Simultaneous Target Classification and Moving Direction Estimation in Millimeter-Wave Radar System

Abstract

In this study, we propose a method to identify the type of target and simultaneously determine its moving direction in a millimeter-wave radar system. First, using a frequency-modulated continuous wave (FMCW) radar sensor with the center frequency of 62 GHz, radar sensor data for a pedestrian, a cyclist, and a car are obtained in the test field. Then, a You Only Look Once (YOLO)-based network is trained with the sensor data to perform simultaneous target classification and moving direction estimation. To generate input data suitable for the deep learning-based classifier, a method of converting the radar detection result into an image form is also proposed. With the proposed method, we can identify the type of each target and its direction of movement with an accuracy of over 95%. Moreover, the pre-trained classifier shows an identification accuracy of 85% even for newly acquired data that have not been used for training.

1. Introduction

One of the essential functions required for autonomous vehicles is to recognize and identify various objects on the road. In general, by processing data acquired from automotive sensors, such as cameras, lidars, and radars, the type and location information of an object can be estimated. For example, the vision sensor can detect lanes [1] and discriminate objects on the road [2]. In addition, the lidar and radar sensors mainly perform the function of estimating the position of an object [3,4]. However, in dark nights or in bad weather conditions, the object recognition performance of the camera is seriously deteriorated. Thus, there is a need for a method that can compensate for the degradation of the camera’s recognition performance using other automotive sensors.

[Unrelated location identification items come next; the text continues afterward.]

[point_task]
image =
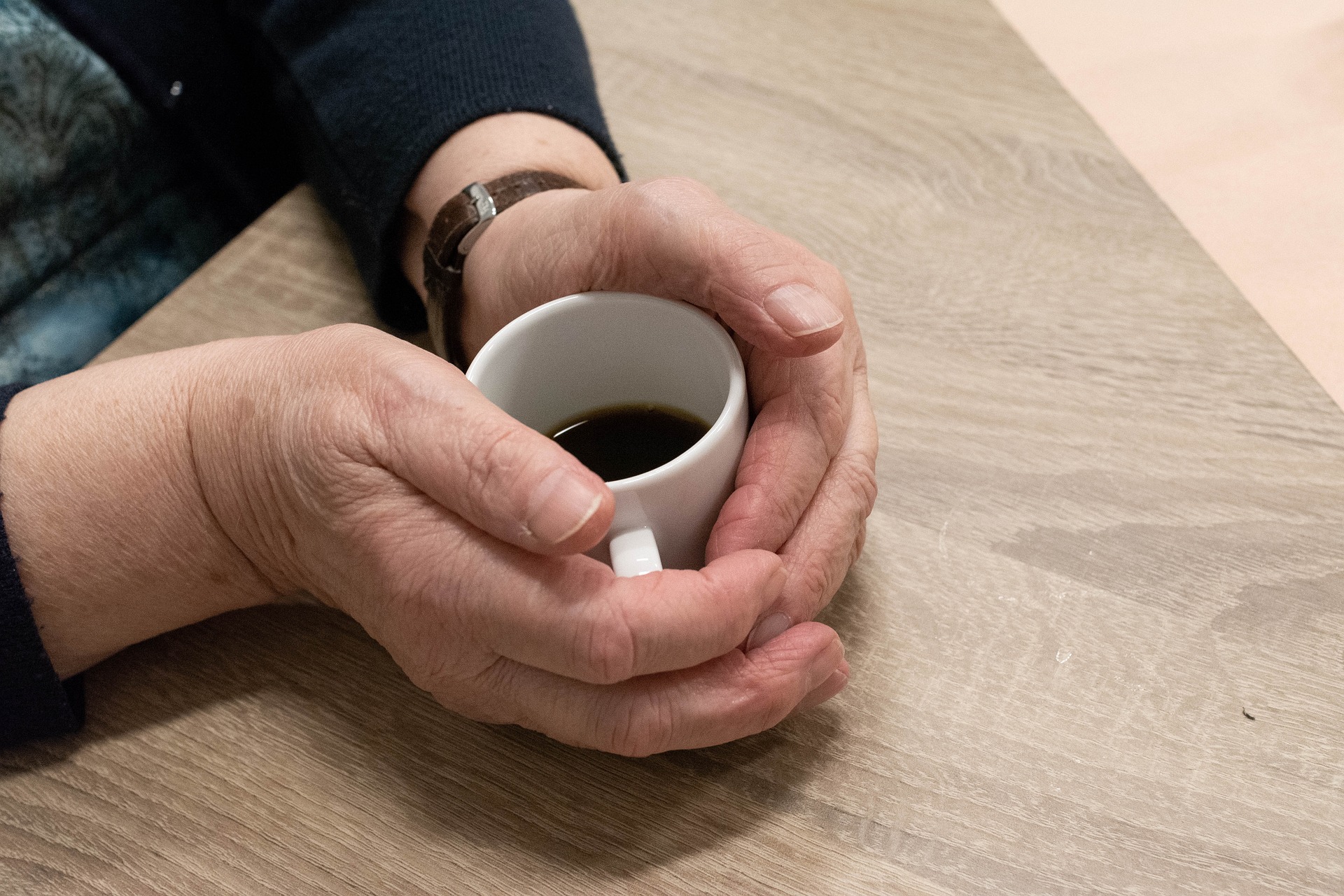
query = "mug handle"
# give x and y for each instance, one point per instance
(635, 552)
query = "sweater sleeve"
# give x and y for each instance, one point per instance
(34, 703)
(351, 94)
(374, 88)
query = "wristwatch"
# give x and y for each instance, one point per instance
(457, 226)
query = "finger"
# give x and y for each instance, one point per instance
(675, 238)
(729, 697)
(802, 424)
(671, 238)
(470, 457)
(830, 535)
(827, 690)
(587, 624)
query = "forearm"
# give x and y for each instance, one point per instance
(104, 512)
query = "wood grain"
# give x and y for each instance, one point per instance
(1109, 522)
(1234, 112)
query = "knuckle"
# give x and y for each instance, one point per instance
(762, 704)
(862, 480)
(858, 543)
(493, 456)
(830, 414)
(608, 653)
(640, 727)
(673, 192)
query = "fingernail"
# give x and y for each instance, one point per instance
(561, 505)
(768, 630)
(802, 311)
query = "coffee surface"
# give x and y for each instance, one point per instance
(625, 440)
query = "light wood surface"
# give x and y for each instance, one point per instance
(1234, 112)
(1109, 532)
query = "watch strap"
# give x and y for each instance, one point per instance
(456, 227)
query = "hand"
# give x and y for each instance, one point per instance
(370, 473)
(806, 482)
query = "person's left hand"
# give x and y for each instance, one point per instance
(806, 482)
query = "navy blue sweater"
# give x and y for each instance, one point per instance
(351, 96)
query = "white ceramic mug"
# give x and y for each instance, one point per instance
(596, 349)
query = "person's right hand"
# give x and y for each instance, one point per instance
(372, 475)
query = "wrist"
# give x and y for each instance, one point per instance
(113, 539)
(491, 148)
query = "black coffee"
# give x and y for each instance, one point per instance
(626, 440)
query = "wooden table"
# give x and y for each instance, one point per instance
(1097, 634)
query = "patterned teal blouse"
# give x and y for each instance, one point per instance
(99, 216)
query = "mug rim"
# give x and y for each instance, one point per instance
(718, 333)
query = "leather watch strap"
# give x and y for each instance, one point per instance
(456, 227)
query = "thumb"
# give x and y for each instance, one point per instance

In general, the radar’s detection performance is not severely degraded even in the harsh environments [5]. Moreover, the disadvantages of conventional automotive radar sensors having low range and angular resolution are overcome by using high bandwidths and multiple antenna elements [6]. Based on these advances, it has become possible to detect objects on the road in high resolution even through automotive radar sensors. In high-resolution radar systems, an object that was detected as a single point is detected as a point cloud composed of multiple points [7], which implies that not only the location information of the object but also its size and shape can be estimated. Therefore, it becomes possible to effectively classify the types of detected objects in the high-resolution radar system. The target classification is important in determining the control principles of autonomous vehicles.

In this study, we propose a method to discriminate the type of object in a high-resolution radar system. Even the moving direction of the detected object can be estimated simultaneously through the proposed method. In automotive radar systems, the possibility of identifying the type of detected object by applying deep learning techniques has been confirmed in many studies [8,9]. In addition, a method of estimating the moving direction of a vehicle by applying a convolutional neural network (CNN) to the range-angle detection result was proposed in [10]. In our work, we use a You Only Look Once (YOLO)-based network [11], one of the CNN-based classifiers for target detection and classification.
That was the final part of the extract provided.